By: Michael Feldman
A team of researchers at MIT’s Computer Science and Artificial Intelligence Laboratory (CSAIL) has devised a 64-core processor design that tackles the major impediment to utilizing multicore chips: programming them. The novel device, which is known as Swarm, incorporates extra circuitry that makes it much easier for programmers to parallelize their applications. At least that’s the claim of the research team.
In a write-up at MIT News, project lead Daniel Sanchez, an assistant professor in MIT’s Department of Electrical Engineering and Computer Science, talks about the design.
“Multicore systems are really hard to program,” said Sanchez. “You have to explicitly divide the work that you’re doing into tasks, and then you need to enforce some synchronization between tasks accessing shared data. What this architecture does, essentially, is to remove all sorts of explicit synchronization, to make parallel programming much easier. There’s an especially hard set of applications that have resisted parallelization for many, many years, and those are the kinds of applications we’ve focused on in this paper.”

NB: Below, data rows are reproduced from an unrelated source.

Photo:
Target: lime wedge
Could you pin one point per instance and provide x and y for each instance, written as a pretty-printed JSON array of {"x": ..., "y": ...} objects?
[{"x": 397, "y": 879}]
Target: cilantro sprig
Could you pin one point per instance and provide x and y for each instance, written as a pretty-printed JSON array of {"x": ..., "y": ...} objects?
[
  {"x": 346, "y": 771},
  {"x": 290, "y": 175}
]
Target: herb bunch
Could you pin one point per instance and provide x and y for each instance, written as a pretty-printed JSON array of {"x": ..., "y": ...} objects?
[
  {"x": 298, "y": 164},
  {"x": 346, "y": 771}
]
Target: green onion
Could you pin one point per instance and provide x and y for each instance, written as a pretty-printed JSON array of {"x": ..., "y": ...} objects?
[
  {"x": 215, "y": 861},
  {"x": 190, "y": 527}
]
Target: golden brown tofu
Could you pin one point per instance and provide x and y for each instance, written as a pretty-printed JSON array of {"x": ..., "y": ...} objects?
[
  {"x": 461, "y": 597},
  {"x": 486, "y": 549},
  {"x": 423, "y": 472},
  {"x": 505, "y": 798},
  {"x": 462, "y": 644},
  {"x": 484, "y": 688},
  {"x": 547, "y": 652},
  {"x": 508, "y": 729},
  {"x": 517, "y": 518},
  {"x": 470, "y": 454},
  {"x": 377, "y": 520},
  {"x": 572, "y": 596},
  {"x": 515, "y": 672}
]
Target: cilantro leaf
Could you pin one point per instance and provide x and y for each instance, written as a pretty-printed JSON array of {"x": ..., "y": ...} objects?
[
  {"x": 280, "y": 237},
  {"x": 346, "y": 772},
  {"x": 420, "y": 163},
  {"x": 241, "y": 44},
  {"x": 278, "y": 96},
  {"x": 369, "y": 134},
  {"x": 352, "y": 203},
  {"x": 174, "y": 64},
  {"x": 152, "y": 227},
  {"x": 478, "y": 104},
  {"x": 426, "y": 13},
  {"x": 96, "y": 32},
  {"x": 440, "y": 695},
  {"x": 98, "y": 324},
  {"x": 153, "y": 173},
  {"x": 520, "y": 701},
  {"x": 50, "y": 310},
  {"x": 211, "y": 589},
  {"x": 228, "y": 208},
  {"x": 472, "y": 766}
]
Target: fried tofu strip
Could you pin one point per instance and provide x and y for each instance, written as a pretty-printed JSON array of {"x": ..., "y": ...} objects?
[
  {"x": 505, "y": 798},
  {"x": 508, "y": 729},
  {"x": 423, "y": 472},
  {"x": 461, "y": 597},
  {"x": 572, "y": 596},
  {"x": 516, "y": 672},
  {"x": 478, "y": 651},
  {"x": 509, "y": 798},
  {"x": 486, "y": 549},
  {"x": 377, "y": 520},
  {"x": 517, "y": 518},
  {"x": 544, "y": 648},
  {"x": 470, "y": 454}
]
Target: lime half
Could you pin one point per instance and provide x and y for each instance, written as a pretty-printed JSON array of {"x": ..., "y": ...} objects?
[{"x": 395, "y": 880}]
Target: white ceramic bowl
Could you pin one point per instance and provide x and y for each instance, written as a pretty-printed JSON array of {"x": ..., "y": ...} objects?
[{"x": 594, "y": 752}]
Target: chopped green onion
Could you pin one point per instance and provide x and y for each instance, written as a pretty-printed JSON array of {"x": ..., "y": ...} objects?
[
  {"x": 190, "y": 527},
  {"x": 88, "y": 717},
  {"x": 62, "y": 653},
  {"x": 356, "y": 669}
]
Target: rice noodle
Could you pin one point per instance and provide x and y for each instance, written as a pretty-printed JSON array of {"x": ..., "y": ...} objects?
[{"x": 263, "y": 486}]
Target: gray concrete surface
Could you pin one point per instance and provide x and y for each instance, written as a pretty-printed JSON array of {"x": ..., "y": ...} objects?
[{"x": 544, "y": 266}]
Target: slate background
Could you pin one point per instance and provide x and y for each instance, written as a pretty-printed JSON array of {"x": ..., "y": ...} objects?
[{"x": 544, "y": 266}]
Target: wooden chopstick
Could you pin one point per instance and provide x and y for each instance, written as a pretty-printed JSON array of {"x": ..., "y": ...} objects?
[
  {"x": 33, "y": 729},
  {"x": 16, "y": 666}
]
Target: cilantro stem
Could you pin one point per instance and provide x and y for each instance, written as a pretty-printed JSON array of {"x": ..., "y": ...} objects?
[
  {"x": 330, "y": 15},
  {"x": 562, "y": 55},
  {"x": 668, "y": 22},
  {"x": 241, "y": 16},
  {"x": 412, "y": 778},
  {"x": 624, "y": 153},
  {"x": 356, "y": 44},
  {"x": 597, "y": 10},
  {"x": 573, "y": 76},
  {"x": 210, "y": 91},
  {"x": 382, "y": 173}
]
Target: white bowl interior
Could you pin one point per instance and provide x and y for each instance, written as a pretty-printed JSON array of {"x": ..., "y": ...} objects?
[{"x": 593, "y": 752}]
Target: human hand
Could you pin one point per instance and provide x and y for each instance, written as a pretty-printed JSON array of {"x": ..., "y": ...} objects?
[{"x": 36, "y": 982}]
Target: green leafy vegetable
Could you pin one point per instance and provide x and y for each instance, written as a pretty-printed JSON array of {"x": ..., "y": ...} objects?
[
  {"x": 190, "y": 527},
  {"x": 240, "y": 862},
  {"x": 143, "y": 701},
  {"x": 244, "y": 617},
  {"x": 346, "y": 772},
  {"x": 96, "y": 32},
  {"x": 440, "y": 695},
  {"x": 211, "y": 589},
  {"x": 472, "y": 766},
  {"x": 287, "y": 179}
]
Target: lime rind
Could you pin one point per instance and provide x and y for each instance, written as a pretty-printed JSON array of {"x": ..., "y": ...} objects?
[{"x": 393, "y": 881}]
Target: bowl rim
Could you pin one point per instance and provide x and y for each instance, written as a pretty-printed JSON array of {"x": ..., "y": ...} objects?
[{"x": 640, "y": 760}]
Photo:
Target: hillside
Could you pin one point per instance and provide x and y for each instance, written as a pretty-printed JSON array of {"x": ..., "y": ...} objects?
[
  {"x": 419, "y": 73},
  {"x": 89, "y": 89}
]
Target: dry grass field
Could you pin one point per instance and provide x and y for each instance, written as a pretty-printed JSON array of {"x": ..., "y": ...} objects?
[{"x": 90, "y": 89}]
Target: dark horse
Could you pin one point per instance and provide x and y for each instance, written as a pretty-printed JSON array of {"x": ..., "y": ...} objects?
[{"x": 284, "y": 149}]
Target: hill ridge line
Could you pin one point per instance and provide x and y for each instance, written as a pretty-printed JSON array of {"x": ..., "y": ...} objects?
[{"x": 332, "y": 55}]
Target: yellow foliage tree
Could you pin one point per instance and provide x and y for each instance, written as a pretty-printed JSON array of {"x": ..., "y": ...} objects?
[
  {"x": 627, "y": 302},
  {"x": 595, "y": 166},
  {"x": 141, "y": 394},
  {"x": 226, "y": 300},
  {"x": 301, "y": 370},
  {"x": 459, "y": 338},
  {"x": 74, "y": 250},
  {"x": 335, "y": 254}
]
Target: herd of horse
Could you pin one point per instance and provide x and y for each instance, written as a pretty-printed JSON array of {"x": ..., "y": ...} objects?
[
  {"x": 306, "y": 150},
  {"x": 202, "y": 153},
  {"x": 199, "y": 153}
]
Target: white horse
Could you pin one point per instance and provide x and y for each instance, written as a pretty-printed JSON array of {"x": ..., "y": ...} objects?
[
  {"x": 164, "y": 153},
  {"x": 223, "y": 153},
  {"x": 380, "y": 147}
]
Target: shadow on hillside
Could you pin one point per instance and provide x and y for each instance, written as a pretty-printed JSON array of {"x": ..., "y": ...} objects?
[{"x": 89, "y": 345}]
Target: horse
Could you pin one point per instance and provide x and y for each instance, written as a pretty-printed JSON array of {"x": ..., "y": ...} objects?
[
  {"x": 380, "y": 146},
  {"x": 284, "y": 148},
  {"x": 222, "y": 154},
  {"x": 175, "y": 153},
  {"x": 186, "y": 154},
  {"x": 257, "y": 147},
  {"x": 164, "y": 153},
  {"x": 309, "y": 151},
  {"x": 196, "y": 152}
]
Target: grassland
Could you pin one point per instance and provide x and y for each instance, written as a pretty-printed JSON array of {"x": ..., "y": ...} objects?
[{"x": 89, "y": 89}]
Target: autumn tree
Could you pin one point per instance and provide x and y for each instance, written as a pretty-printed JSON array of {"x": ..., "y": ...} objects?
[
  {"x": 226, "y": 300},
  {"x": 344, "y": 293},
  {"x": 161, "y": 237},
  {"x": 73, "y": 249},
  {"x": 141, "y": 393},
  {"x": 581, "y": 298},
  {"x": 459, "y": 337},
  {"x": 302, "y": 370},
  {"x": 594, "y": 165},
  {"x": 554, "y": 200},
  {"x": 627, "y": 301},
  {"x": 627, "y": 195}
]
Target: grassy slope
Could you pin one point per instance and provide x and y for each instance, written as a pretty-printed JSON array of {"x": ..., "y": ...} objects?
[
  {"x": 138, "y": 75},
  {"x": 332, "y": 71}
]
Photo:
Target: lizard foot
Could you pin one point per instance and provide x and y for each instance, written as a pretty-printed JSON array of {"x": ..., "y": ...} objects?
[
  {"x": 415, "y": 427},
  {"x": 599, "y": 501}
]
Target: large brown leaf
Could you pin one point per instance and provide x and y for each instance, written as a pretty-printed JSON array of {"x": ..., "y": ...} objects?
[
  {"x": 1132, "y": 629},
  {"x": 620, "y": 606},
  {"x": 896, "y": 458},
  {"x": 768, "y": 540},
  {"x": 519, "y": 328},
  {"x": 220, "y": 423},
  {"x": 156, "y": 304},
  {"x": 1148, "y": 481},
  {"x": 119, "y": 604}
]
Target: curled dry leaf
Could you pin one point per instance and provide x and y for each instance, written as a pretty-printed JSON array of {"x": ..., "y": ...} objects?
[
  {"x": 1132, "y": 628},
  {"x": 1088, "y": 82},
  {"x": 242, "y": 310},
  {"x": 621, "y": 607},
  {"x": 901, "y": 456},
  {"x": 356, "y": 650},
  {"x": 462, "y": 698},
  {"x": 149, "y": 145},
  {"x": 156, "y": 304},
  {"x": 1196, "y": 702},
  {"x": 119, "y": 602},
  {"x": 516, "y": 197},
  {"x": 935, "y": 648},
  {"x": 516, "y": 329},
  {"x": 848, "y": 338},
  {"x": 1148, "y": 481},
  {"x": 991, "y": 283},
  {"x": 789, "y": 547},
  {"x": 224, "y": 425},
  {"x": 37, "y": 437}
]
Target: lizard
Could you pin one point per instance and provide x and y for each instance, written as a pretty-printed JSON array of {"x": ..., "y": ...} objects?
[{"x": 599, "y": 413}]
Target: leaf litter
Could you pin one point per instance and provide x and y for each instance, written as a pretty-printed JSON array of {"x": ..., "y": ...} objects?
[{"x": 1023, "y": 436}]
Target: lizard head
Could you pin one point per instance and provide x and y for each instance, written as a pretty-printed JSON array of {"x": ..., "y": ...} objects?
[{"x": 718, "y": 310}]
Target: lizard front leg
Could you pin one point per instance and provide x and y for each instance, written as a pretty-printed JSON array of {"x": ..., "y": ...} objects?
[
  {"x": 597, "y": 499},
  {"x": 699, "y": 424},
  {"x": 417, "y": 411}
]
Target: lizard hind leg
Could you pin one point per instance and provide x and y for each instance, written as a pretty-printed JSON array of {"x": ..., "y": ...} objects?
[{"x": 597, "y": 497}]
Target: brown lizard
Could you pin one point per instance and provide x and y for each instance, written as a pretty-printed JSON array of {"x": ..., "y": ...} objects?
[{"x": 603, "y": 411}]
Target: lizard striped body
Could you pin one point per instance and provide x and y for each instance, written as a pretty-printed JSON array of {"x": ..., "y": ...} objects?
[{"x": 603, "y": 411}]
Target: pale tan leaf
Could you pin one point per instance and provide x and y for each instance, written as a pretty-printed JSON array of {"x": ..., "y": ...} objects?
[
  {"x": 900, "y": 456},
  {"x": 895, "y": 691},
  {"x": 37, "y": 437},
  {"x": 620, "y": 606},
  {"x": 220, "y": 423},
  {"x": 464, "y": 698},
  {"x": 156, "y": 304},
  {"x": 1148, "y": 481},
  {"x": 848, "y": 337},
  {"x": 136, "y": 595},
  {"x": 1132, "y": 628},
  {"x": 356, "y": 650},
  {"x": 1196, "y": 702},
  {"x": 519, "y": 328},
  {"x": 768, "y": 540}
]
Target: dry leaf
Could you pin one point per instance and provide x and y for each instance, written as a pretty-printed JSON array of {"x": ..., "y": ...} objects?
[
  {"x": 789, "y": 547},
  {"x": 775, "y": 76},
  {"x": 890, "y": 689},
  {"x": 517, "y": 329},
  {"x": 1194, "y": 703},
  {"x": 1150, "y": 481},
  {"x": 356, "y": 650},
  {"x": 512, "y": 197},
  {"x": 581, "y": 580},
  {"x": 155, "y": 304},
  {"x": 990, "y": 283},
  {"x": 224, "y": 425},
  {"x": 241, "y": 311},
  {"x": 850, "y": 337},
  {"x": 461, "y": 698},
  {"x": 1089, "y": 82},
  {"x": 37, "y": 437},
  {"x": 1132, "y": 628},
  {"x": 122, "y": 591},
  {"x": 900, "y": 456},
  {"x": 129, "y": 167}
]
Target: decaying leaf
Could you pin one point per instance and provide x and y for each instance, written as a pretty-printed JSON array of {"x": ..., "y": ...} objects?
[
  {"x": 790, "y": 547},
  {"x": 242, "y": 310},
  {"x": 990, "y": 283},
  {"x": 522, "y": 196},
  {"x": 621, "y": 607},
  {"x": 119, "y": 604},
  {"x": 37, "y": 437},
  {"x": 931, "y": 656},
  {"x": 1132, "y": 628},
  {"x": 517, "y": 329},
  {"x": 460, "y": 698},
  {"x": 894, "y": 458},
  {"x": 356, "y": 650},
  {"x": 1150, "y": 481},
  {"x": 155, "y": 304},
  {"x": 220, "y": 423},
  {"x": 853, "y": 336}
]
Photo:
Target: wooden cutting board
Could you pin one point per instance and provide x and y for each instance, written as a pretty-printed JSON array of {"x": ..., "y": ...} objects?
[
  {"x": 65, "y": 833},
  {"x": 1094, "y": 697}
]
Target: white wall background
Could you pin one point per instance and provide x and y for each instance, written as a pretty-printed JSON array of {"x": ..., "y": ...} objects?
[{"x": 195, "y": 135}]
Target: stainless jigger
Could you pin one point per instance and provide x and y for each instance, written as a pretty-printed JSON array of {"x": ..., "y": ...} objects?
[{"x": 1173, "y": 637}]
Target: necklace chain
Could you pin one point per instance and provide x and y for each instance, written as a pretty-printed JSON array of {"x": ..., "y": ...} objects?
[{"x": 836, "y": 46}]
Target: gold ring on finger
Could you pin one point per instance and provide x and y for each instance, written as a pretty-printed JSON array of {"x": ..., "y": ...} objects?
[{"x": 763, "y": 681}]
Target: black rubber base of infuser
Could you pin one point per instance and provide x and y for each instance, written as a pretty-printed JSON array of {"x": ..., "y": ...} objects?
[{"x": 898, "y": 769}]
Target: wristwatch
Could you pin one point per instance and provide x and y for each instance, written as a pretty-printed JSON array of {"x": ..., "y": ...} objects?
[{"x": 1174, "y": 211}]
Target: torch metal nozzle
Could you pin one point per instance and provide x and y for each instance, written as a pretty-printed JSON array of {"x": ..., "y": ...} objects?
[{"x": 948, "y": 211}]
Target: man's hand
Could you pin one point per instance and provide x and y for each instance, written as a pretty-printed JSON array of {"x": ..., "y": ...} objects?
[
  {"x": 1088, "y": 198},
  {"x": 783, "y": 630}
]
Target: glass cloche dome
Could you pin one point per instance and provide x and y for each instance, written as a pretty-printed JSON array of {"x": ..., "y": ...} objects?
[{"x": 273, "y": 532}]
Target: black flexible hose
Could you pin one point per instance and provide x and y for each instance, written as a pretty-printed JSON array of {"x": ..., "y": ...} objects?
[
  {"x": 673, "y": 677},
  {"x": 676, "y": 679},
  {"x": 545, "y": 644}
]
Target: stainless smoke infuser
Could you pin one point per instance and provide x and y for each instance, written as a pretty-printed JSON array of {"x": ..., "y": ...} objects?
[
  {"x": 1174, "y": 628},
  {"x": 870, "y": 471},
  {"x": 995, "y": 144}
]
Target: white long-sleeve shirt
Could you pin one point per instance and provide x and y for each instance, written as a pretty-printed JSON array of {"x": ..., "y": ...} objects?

Image: Christine Danifoff/MIT
The paper he is referring to is one that appears in the May/June issue of the Institute of Electrical and Electronics Engineers’ journal Micro, in which Swarm is described in greater detail. As far as we can tell, there is no actual hardware yet, so any claims of ease of programming and performance advantages are based on simulations and perhaps the enthusiasm of the researchers.
The MIT team compared six algorithms developed on Swarm against “the best existing parallel versions” devised by elite programmers. According to the researchers, the Swarm versions were between 3 to 18 times faster, yet required 1/10 as much code. In one case, using an algorithm that no one had been able to parallelize, Swarm delivered a 75-fold speedup.
How does it manage to do this? Special circuitry in Swarm is devoted to managing the parallel execution of rather small tasks – basically functions, which can consist of just a handful of instructions. If the programmer wants to parallelize a function, he/she must designate it as such and assign some weighted value to it that corresponds to an execution priority. The hardware applies that priority when it decides on execution order and which functions can be run in parallel.
That level of granularity for parallelization could increase performance significantly, probably enough to explain the speedup results the researchers are claiming. But the real intelligence in Swarm has to do with how it manages the parallel tasks, without the help of software task management constructs.
In particular, memory access conflicts are handled on-chip, whereby the hardware tracks every running task with timestamps for each memory address being written to. When two tasks are accessing a particular address out of order, the hardware undoes some of the execution to resync the tasks. For example, if a data item is written by a lower priority task before a higher priority task has read the old value, then the write operation of the first task is backed out to allow the second task to read the correct value.
The next obvious step would be to build a physical prototype and run whole applications on it. At that point, we would get a better idea of how to gauge performance speedups across different types of codes against the additional overhead of hardware task management. In the meantime, you can read the Swarm paper in the current issue of IEEE Micro, which unfortunately will set you back 33 USD, 13 USD if you belong to IEEE.